It has been found that the five-year return on assets of the National Pension System (NPS) is the second-highest among the public pension funds of OECD member countries.
NPS Junior Research Analyst Roh Sang-yoon said on March 9 that the NPS recorded an annual average return of 5.9 percent between 2008 and 2012, to rank second among the 11 countries surveyed. The Instituto Mexicano del Seguro Social (IMSS) topped the list with an average rate of 6.0 percent, followed by the Future Fund of Australia (5.0 percent), the Social Security Trust Fund (SSTF) of the United States (4.6 percent) and Government Pension Fund Norway (GPF-N, 4.4 percent)
In addition, the NPS ranked fifth, following its counterparts in the US, Japan, Norway, and Saudi Arabia in terms of asset size as of the end of 2012.
In the meantime, the NPS has recently decided to hold hands with Samsung Asset Management and Korea Investment Management for its overseas stock management. The decision made by the NPS, which has a great influence worldwide as a management company handling 420 trillion won (US$393 billion) of assets, is expected to be a great boon for Korean asset managers’ overseas market penetration.
The NPS announced on March 7 that it selected two companies for its investment in A-shares in mainland China. Both Samsung Asset Management and Korea Investment Management are running local subsidiaries in Hong Kong. Cephei Capital and Fullgoal Fund Management join the operation as the management firms covering Hong Kong and mainland China, as well.
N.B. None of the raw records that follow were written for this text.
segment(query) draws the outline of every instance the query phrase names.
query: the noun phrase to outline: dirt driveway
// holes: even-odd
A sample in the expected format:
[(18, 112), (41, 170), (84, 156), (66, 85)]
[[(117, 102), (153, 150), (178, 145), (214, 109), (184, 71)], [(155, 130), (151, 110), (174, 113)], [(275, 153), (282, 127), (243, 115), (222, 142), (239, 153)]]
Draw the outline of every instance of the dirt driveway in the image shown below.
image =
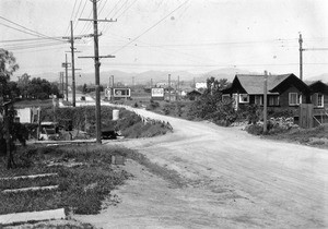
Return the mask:
[(75, 218), (102, 228), (328, 228), (327, 150), (138, 112), (168, 121), (174, 133), (119, 144), (177, 171), (187, 185), (129, 160), (134, 178), (116, 191), (121, 203)]

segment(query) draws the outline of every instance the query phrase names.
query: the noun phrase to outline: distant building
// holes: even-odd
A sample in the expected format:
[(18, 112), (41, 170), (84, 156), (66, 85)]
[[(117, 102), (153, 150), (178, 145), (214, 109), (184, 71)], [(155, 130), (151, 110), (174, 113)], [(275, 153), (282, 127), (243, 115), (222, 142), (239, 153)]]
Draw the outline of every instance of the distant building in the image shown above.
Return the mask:
[[(168, 82), (160, 82), (160, 83), (156, 83), (156, 87), (162, 87), (162, 88), (166, 88), (168, 86)], [(175, 83), (174, 82), (171, 82), (171, 87), (174, 87), (175, 86)]]
[(17, 108), (15, 120), (21, 123), (35, 123), (38, 120), (39, 108)]
[[(237, 74), (223, 97), (232, 97), (235, 106), (263, 105), (263, 75)], [(309, 87), (294, 74), (268, 75), (268, 107), (295, 109), (311, 103)]]
[(195, 88), (196, 89), (206, 89), (206, 88), (208, 88), (208, 84), (207, 83), (196, 83), (196, 85), (195, 85)]

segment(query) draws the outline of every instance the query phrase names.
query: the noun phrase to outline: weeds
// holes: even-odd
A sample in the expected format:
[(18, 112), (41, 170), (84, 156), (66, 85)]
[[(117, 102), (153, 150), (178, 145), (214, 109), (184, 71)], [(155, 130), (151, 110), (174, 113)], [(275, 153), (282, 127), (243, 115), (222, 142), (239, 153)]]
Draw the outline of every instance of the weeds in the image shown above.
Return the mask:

The QFII ceiling that the NPS has been granted from the Chinese government is US$300 million, and the NPS has already invested one-third of it in Chinese bonds. The rest are going to be allocated to the four management firms, and the funds are planned to be executed before late May this year.
As of the end of November last year, the NPS invested 8 trillion won (US$7.5 billion) in overseas assets. The amount is divided into 4.3 trillion won (US$4.03 billion) in overseas stocks, 1.8 trillion won (US$1.68 billion) in foreign bonds and 1.8 trillion won in alternative assets abroad.